With a sensitivity of 91% MIBI scintigraphy may be a valid tool to assess the presence and localization of PTC.  FNAC may not be effective and should be avoided to prevent capsular rupture and seeding of tumor cells.  Frozen section may assist in the diagnosis, but subtle pathological findings may overlap with benign disease. 
Surgery is the only effective and curative treatment of PTC.  It should be performed as " en bloc" tumor resection with the ipsilateral thyroid lobe, adjacent musculature, level VI lymphatic tissue. Intraoperative monitoring of intact PTH with a significant drop (>50%) has proved accurate in reflecting an optimal resection. 
The histological diagnosis of PTC, based on the Schantz and Castleman criteria published in 1973, include trabecular pattern, thick fibrous bands, mitotic figures, necrosis, capsular invasion, and angioinvasion.  Recently, immunohistochemistry with negative staining for parafibromin and/or positive for protein gene product 9.5 is being related to malignancy.

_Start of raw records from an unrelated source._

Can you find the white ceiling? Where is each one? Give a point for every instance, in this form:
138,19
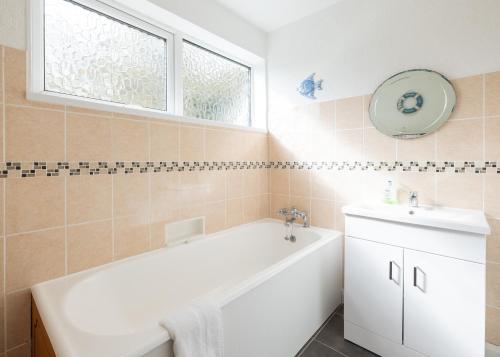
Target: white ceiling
270,15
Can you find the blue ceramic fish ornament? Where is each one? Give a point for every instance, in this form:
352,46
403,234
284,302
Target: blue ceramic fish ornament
309,86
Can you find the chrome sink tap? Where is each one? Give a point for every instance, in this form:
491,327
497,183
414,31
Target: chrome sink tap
413,199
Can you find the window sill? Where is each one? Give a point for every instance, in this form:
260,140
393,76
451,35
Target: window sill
87,103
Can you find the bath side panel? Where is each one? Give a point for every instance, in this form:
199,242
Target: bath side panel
277,317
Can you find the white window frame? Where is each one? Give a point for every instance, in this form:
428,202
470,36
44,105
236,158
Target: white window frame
36,80
36,66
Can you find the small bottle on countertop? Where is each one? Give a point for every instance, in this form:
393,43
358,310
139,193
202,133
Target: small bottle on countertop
390,193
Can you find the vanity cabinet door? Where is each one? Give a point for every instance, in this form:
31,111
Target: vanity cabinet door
444,305
373,294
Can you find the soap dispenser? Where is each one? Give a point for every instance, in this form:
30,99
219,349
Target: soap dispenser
390,193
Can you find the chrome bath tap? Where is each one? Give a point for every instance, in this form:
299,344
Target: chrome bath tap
413,199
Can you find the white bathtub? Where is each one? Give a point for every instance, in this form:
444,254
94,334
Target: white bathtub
274,294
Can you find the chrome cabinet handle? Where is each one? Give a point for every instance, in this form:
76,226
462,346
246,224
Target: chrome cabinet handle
391,270
415,279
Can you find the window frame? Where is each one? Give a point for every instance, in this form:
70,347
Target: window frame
218,53
36,65
36,75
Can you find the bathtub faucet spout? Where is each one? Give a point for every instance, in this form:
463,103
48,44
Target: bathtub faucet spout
292,214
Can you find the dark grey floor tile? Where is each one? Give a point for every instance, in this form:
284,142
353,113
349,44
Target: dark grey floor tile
333,335
316,349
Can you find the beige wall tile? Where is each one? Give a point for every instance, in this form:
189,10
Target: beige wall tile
130,195
493,284
349,145
215,216
277,202
34,203
349,186
301,203
280,181
493,242
251,206
34,257
264,180
193,210
492,144
18,307
34,134
131,236
375,184
192,143
322,184
339,217
129,140
193,188
460,140
15,79
251,182
300,182
164,197
264,206
89,245
379,147
469,92
349,113
493,93
88,138
1,134
2,321
158,236
216,185
235,184
420,149
492,195
235,212
323,213
424,183
89,198
164,142
493,325
459,190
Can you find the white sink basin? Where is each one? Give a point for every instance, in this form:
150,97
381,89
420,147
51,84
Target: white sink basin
439,217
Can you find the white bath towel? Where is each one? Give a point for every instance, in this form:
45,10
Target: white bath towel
196,330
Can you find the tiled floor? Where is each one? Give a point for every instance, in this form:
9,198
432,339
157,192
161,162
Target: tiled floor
329,341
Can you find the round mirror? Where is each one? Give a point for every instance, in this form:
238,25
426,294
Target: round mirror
412,104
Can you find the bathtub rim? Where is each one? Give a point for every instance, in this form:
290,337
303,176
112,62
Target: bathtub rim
51,312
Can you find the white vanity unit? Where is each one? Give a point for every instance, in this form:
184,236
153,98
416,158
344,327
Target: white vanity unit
415,280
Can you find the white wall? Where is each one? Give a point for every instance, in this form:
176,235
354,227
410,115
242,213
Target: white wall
206,14
13,23
356,44
220,21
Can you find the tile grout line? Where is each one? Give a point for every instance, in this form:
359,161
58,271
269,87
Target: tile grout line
330,347
313,337
4,187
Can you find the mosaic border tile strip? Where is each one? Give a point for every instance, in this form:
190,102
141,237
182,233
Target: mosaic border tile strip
477,167
40,168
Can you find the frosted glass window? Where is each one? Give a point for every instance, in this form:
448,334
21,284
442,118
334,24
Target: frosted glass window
89,54
215,87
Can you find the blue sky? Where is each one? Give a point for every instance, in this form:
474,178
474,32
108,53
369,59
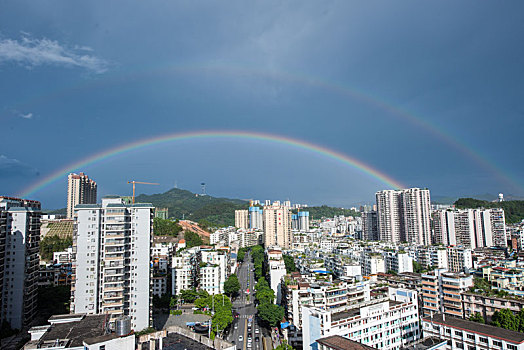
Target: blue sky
78,77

Recurrent PTC is suspected when serum calcium rises. Although complete cure is unlikely, recurrent disease should also be treated surgically. The role of radiotherapy is not well-defined. The data from MD Anderson group and mayo clinic suggests that adjuvant radiotherapy appears to increase disease free survival.  The prognosis of PTC is extremely variable, depending on early diagnosis and success of initial surgical procedure.
| Conclusion|| |
This case report has shown that it's preferable to have a high index of suspicion for PTC in patients with severe forms of primary hyperthyroidism, than to miss the opportunity for surgical cure in the first go. Furthermore, this limits the applicability of minimally invasive surgery for primary hyperthyroidism, warranting a proper selection of patients undergoing these procedures.